Dr. Carter grew up in rural north Georgia as the son of a county Extension Agent and worked in the summers on his uncle’s farm. After high school, he entered the University of Georgia where he majored in agronomy. He obtained a master’s degree in soybean breeding at UGA and then moved to N.C. State University for a Ph.D. in soybean breeding with Dr. Charlie Brim. Dr. Carter joined the USDA Soybean Unit on the NCSU campus in 1981.

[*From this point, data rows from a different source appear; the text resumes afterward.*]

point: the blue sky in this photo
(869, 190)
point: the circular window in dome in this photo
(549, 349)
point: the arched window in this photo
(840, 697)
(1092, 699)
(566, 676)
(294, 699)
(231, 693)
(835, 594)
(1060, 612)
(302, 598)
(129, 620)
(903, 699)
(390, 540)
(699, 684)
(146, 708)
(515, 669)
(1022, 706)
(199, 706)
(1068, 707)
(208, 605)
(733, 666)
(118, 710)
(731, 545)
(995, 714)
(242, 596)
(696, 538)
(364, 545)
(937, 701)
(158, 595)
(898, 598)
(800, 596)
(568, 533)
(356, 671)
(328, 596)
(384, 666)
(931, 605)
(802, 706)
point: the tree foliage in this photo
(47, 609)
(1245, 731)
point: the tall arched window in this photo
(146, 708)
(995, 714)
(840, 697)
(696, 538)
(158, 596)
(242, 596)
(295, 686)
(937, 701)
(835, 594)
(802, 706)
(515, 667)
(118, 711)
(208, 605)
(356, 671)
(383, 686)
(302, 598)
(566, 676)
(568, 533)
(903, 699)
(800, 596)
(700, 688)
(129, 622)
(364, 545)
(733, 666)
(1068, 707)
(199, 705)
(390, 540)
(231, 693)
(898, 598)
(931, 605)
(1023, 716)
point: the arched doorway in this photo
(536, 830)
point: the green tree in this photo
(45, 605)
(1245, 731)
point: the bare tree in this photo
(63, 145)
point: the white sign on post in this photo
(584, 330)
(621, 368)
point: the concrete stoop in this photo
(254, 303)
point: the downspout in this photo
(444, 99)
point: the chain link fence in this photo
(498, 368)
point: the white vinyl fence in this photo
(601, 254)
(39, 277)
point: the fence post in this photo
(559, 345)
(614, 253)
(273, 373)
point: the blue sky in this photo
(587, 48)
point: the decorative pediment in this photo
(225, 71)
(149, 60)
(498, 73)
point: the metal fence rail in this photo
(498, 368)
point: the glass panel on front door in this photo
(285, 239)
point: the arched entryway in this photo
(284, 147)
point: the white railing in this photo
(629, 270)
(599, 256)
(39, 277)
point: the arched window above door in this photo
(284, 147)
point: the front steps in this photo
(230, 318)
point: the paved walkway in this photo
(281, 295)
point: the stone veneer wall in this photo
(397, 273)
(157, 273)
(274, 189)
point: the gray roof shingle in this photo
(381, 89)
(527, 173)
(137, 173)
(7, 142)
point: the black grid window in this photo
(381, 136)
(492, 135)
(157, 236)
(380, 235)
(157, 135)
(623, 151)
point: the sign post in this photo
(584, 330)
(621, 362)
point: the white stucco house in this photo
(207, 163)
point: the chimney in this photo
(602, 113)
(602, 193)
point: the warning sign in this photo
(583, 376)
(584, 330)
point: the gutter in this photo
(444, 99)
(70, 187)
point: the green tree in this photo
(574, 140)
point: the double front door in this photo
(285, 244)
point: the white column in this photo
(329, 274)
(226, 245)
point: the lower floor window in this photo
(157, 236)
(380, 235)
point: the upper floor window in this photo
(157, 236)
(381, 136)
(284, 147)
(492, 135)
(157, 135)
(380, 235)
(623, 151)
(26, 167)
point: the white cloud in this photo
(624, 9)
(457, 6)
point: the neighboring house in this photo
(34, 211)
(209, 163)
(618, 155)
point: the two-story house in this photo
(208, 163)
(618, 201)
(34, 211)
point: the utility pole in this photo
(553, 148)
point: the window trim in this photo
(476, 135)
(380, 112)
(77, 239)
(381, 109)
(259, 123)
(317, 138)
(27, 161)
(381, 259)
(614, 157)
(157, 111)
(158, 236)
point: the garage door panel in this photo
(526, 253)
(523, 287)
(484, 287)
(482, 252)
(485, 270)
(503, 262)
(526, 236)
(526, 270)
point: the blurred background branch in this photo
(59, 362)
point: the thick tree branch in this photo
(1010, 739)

Dr. Carter is first and foremost an agriculturalist. His career focus has been to improve agriculture and society by bringing the world’s crop genetic resources to the farmers’ doorstep. Genetic bottlenecks are a serious problem in U.S. soybean breeding programs, and Dr. Carter demonstrated their severity through a series of experiments in North Carolina. An important aspect of genetic diversity is drought tolerance. Dr. Carter has led a national program (including as many as 20 scientists) for 20 years to develop drought-tolerant soybean cultivars, using germplasm from Asia as parental stock. The original and subsequent drought-tolerant germplasm discoveries by Carter and project members have been the basis for almost all drought-tolerance advances in U.S. soybeans. He identified the first drought-tolerant soybean types and reported the first QTLs (genes) for aluminum, salt, and drought tolerance in soybean. He transferred more than 100 tolerant breeding lines to the industry via Materials Transfer Agreements (MTAs). He released the first drought-resistant soybean variety, USDA-N8002.
Dr. Carter is leaving the USDA-ARS unit in good hands with his replacement, Dr. Ben Fallen. Dr. Fallen grew up on a tobacco farm in Halifax, V.A., and comes to the Nitrogen Fixation Unit from Clemson where he led their soybean breeding and genetics program. We are looking forward to working with Dr. Fallen and wish Dr. Carter all the best in his retirement! As a way to say “thank you” to Dr. Carter for all his contributions, we have compiled the video below. We are incredibly grateful for all the time and energy he has put into breeding better varieties for soybean growers. While we are sad to see him leave, we are excited for him to have more time with his grandchildren and wife.